The queen remained behind as was proper, ruled as regent in
his place, suffered with exemplary patience the slow days and months until she
was brought to bed of the king’s heir.

Well might she be patient. She had no husband there to vex
her. She greeted news of victories with what seemed to be honest joy, and sent
felicitations as a queen should, and with them such gold and provisions and
reinforcements as he asked for. She was a very perfect queenly queen.

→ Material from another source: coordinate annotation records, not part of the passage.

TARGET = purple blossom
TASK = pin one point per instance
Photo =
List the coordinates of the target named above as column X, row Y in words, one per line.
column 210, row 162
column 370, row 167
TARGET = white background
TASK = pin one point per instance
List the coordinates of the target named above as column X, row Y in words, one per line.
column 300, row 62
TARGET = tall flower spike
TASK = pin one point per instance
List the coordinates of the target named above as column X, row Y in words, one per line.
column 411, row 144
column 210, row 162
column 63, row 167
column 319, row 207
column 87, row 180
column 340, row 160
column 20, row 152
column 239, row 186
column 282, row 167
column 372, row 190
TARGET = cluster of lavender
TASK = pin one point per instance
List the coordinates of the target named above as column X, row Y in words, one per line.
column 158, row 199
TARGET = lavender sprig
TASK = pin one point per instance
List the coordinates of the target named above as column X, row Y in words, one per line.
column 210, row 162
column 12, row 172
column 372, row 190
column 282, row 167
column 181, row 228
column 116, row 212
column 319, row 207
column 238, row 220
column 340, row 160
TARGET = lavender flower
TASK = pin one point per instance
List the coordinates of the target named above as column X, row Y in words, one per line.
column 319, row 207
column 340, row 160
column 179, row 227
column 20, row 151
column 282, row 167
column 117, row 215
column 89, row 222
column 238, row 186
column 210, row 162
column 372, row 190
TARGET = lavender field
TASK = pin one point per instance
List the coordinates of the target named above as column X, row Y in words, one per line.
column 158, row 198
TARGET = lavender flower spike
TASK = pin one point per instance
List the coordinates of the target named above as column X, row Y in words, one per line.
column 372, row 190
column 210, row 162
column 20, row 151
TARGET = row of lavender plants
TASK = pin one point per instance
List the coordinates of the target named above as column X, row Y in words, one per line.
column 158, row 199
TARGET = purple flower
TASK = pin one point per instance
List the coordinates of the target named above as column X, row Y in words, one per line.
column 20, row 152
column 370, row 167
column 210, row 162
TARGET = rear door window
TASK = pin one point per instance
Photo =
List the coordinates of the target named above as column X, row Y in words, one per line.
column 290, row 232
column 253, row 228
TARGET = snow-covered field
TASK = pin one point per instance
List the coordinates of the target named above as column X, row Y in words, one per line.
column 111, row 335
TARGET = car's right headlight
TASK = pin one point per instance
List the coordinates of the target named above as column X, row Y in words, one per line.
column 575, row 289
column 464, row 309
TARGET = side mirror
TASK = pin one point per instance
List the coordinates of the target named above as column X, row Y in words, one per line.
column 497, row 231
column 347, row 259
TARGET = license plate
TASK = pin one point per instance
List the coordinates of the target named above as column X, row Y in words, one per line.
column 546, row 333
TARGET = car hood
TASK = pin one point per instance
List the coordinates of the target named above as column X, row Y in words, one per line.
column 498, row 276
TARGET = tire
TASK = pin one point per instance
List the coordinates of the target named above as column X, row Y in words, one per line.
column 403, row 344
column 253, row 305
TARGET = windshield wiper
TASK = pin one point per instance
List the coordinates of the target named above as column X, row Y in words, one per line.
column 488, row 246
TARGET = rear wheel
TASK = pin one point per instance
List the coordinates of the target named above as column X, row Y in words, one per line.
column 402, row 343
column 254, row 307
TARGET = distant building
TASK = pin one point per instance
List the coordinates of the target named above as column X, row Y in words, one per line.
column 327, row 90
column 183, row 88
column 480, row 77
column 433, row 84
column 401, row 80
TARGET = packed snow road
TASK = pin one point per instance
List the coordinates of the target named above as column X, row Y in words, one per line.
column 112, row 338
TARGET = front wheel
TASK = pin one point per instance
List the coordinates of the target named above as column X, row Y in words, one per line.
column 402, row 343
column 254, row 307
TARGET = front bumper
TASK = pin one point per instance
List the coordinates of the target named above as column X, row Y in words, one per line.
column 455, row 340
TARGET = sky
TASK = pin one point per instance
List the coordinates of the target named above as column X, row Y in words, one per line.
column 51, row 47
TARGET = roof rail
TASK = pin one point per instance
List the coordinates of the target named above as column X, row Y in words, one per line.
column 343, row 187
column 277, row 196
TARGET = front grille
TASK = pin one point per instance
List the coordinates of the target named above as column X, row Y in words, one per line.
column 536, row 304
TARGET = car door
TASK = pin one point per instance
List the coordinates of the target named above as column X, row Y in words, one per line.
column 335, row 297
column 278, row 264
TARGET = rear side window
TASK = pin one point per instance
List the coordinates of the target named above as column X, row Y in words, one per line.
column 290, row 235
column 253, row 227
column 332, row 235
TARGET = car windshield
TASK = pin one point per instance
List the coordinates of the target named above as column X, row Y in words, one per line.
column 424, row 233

She could afford to be generous. He had not taken Isis with
him to the war, though she had begged and schemed and done everything in her
power to persuade him. She had even—the little fool—tried to enlist the queen’s
aid. Hatshepsut declined, smiling as demurely as Isis herself, murmuring, “War is
no place for a woman—he himself has said it.”

And maybe she took care to remind the king of that.
Certainly, when he rode away, Isis stood with the rest of his servants and his
concubines, and watched him go. It was ill luck to weep for a man who went off
to war; but her great eyes swam with unshed tears.

He could not have seen. He had forgotten even the favorite
of his concubines, the greatest solace against the queen’s cold heart. All of
his mind was focused on the war, and on the road that he must travel before he
came to it.

11

In the days of the queen’s gravidity, Senenmut came to
know her perhaps better than he had any right to. She did not settle into the
bovine calm that he had heard was the way of bearing women; but she was less
sharp-tongued than she had been. She had more patience for the exactitudes of
the priestly script, more willingness to accept correction if there was need.